What parts did you miss?


My patch (which can be found discussed in the mailing list) provides a callback hook to modify the final result given the parsed details. I use it to modify assumptions: e.g., if you just type a year, for the final output, the library assumes the rest of the date should be jan 1, but if this field is the end of a date range, it should probably be dec 31 since "burglaries from 2001 to 2002" means the burglaries in 2001 and in 2002. I think it's an important function, and the original author agreed, but neither of us has had the time to test and time everything for all the relevant codepaths to make it into the library.

Other posters have had other complaints about missing functionality--some struck me as reasonable, some not so much--but I haven't kept track.


It would be cool if it understood "Christmas" or other holidays. Also, things like, "two weeks after next wednesday at 1pm"

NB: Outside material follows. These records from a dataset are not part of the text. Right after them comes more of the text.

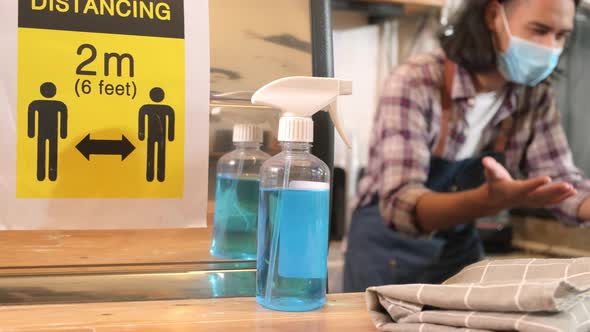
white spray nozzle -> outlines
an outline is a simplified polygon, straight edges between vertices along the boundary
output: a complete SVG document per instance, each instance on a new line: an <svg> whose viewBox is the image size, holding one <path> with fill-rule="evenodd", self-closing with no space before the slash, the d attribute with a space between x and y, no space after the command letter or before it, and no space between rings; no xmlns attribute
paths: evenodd
<svg viewBox="0 0 590 332"><path fill-rule="evenodd" d="M350 141L344 132L336 99L352 94L352 81L322 77L286 77L260 88L252 96L252 103L279 109L283 115L279 125L279 140L313 141L311 116L325 110L330 113L334 127L348 147ZM327 109L326 109L327 108ZM288 118L293 118L290 121ZM309 121L301 118L309 118Z"/></svg>

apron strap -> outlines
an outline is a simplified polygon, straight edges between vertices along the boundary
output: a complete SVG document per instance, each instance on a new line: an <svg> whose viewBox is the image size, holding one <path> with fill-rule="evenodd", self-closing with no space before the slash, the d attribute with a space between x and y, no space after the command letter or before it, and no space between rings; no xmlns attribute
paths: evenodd
<svg viewBox="0 0 590 332"><path fill-rule="evenodd" d="M502 124L500 125L500 132L496 137L496 142L494 143L494 152L496 153L504 153L506 151L506 145L508 144L508 138L512 132L512 127L514 125L514 120L512 115L507 117L506 119L502 120Z"/></svg>
<svg viewBox="0 0 590 332"><path fill-rule="evenodd" d="M455 68L455 63L453 63L448 58L445 58L445 68L443 73L444 82L441 88L442 114L440 123L440 135L438 143L434 148L433 153L437 157L442 157L442 154L445 151L445 145L447 143L447 137L449 135L449 123L451 122L451 117L453 116L453 100L451 96L453 92Z"/></svg>
<svg viewBox="0 0 590 332"><path fill-rule="evenodd" d="M519 110L526 112L531 105L532 88L527 87L524 91L524 95L520 100ZM504 153L506 151L506 145L508 145L508 139L512 135L512 129L514 127L514 116L510 115L502 121L500 132L496 137L496 143L494 144L494 151L497 153Z"/></svg>

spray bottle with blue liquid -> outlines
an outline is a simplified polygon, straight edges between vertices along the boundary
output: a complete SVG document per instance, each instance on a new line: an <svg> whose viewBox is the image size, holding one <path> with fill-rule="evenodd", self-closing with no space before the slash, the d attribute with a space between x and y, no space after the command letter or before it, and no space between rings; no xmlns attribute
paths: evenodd
<svg viewBox="0 0 590 332"><path fill-rule="evenodd" d="M280 311L310 311L326 302L330 169L310 152L316 112L329 108L347 145L336 98L352 94L352 82L288 77L267 84L252 103L282 112L282 152L260 169L256 300Z"/></svg>
<svg viewBox="0 0 590 332"><path fill-rule="evenodd" d="M236 149L217 164L210 251L220 258L255 259L259 172L270 156L260 150L262 130L255 124L236 124L233 142Z"/></svg>

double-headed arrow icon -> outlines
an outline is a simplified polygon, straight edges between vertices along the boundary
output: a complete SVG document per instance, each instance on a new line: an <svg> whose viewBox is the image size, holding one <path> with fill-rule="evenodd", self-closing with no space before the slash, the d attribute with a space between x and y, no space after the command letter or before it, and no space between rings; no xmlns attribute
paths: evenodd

My first test was "6.2.2009" and it said "June 2, 2009" where I expected "Feb 6, 2009". So it'll be only usable for an American audience.


And a JS timezone library: http://js.fleegix.org/plugins/date/date


No support for fortnights?! I'm shocked at the omission of this critical unit of time, used throughout society.

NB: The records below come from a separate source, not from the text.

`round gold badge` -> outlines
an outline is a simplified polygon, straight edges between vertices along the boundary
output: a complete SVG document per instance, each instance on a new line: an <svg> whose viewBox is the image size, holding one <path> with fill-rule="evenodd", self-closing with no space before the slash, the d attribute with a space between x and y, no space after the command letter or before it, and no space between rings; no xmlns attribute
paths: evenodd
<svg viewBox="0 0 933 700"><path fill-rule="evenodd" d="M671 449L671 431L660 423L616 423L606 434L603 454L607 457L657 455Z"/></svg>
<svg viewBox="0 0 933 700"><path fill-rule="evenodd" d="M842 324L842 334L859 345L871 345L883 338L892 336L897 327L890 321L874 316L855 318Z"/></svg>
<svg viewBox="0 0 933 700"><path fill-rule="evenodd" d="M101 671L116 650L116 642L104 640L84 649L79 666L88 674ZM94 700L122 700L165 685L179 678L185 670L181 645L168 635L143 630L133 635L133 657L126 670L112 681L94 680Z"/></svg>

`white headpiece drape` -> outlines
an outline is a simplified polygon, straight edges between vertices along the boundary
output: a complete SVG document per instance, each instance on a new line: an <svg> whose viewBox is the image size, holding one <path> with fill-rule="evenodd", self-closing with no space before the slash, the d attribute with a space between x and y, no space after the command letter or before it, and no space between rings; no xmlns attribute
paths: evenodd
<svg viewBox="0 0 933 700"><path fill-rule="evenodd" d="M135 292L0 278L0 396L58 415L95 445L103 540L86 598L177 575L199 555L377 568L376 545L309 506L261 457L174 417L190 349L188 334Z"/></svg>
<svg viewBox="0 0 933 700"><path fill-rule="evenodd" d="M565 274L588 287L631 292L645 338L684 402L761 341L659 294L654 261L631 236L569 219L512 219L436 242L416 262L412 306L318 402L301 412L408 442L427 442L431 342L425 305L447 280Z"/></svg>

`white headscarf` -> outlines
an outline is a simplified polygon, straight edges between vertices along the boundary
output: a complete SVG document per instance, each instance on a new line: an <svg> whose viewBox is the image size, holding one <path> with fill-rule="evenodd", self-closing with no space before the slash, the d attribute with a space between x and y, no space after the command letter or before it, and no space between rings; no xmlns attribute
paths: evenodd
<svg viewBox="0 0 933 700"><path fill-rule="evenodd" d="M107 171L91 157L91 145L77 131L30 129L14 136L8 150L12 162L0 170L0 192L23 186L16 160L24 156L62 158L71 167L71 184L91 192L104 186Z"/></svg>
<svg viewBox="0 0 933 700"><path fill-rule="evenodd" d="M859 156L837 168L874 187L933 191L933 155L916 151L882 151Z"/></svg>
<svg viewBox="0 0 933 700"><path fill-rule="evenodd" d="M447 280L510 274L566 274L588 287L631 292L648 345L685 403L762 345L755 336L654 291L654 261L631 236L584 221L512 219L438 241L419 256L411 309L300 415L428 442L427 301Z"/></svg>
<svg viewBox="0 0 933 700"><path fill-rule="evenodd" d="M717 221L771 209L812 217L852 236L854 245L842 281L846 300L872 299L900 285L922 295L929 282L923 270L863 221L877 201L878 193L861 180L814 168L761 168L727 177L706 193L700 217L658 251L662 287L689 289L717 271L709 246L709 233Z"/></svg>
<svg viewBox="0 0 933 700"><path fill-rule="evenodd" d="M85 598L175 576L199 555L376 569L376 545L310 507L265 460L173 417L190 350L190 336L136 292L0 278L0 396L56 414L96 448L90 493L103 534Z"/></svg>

British society; living in the U.S. I find my American colleagues don't grok the fortnight.


in all seriousness, it did seem less intelligent than what i've seen (on RTM.com for example). next june returns June 4th? wtf?

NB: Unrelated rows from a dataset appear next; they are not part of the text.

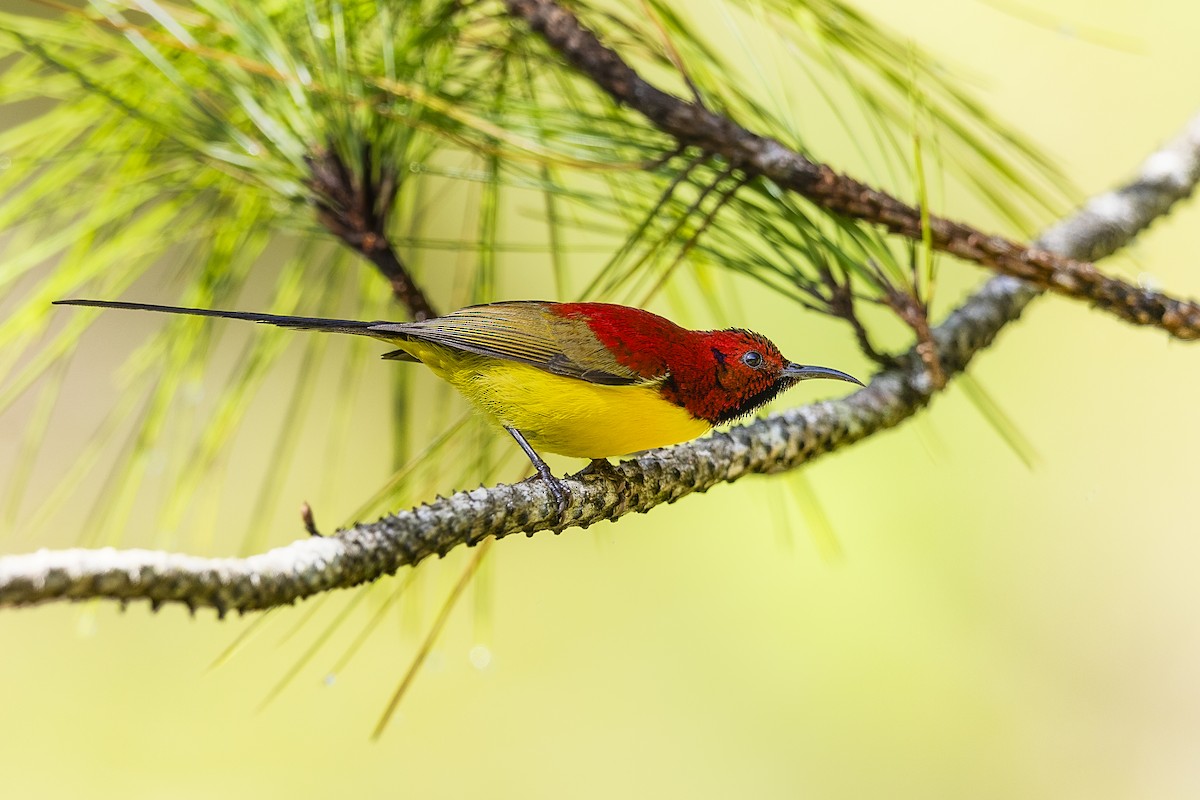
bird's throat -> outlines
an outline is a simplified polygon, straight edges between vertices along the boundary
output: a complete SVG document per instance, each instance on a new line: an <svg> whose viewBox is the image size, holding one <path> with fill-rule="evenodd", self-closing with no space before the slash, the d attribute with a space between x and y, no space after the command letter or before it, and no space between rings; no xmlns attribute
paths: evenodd
<svg viewBox="0 0 1200 800"><path fill-rule="evenodd" d="M696 384L680 387L675 376L668 377L659 387L663 399L684 408L693 417L709 425L724 425L753 414L796 384L790 378L780 378L765 389L748 395L723 390L720 386L700 389Z"/></svg>

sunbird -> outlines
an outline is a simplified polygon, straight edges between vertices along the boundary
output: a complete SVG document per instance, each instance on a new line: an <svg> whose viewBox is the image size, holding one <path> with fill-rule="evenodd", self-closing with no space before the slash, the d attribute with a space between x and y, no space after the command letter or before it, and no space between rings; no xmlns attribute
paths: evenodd
<svg viewBox="0 0 1200 800"><path fill-rule="evenodd" d="M352 333L420 362L498 422L558 502L566 487L542 450L593 462L677 444L745 417L812 378L862 386L829 367L783 357L770 339L740 328L693 331L612 303L518 300L468 306L420 322L359 322L246 311L58 300L57 304L159 311Z"/></svg>

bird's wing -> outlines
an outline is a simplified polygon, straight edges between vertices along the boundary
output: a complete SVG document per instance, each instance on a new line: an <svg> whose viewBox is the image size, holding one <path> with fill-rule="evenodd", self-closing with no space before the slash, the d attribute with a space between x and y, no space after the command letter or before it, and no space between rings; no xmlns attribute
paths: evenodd
<svg viewBox="0 0 1200 800"><path fill-rule="evenodd" d="M553 307L553 303L537 301L491 303L421 322L377 324L370 332L519 361L556 375L609 386L665 377L642 375L622 365L584 320L559 316Z"/></svg>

well today is the 4th. - which day in June 2010 would you pick as the default?


IT SHOULD NOT PICK A DAY! It should return (2010, 6) -- with no precision implied beyond the input.

This is a major personal hobby-horse of mine, and I don't know of a library that does all of what I want by default. The constructor for datetime in Python's standard library comes very close:

  datetime(year, month, day[, hour[, minute[, second[, microsecond[,tzinfo]]]]])
All of the time components have no implied precision beyond the input you've given -- "2009-06-04 3pm" is never implicitly upcast into "2009-06-04 15:00:00 UTC". This is awesome.

Unfortunately the date object used internally does not allow for partial precision, so datetime doesn't expose it.


This is the test I use on all date libraries I come across. I don't know what the right answer is, I just want it to be logical:

(pseudo) Date d = new Date('1/31/2009'); d.addOneMonth();

What is the value of d? 2/28/09? 3/2/09? 2/25/09?

Writing a date library is not for the fainthearted.


Do what Google Calendar/Outlook does by default.


And what date do you expect?


In what country was the input formed?


How profound.


and i feel like an idiot. didn't realize that today was the 4th. i would imagine that June 1 would make more sense though...but thats pretty nit picky.


I guess it's hard to give an answer to an ambiguous input that will please everyone. Personally I would have expected the 1st of the month.

It seems unusual that "next June" and "last June" both pick the 4th of the month (today's date); but just "June" gives the 1st of the month.

Also "next June" gives "Friday, June 04, 2010 12:00:00 AM" so it picks the day of the month based on today; but the time of day doesn't depend on the time now.


If you type in "next june 1" it'll give you what you are wanting.


my (available on the mailing list but not integrated) patch for the library gives you a callback into just that point in the process where the library has parsed out what it can but hasn't filled in defaults yet, so you can insert the assumptions that make sense for your application and not have to rely on the default ones.



I had the strangest bug with this library on Konfabulator a while ago where all Date.toString()'s returned an object instead of a string.

Not really a useful thing to know but I wanted to post it anyhow.


"the day before last Saturday" doesn't work


That's very spiffy. I wonder how it compares to some of the smarter Perl date libraries?


Curious if anyone has compared it to the Ruby chronic gem ...


That interface... it's so fluent. I love javascript, for just the reason that it's possible to have beautiful interfaces like this.

Date.today().add(3).days();

Be even better if it let you leave off the brackets like ruby, but oh well.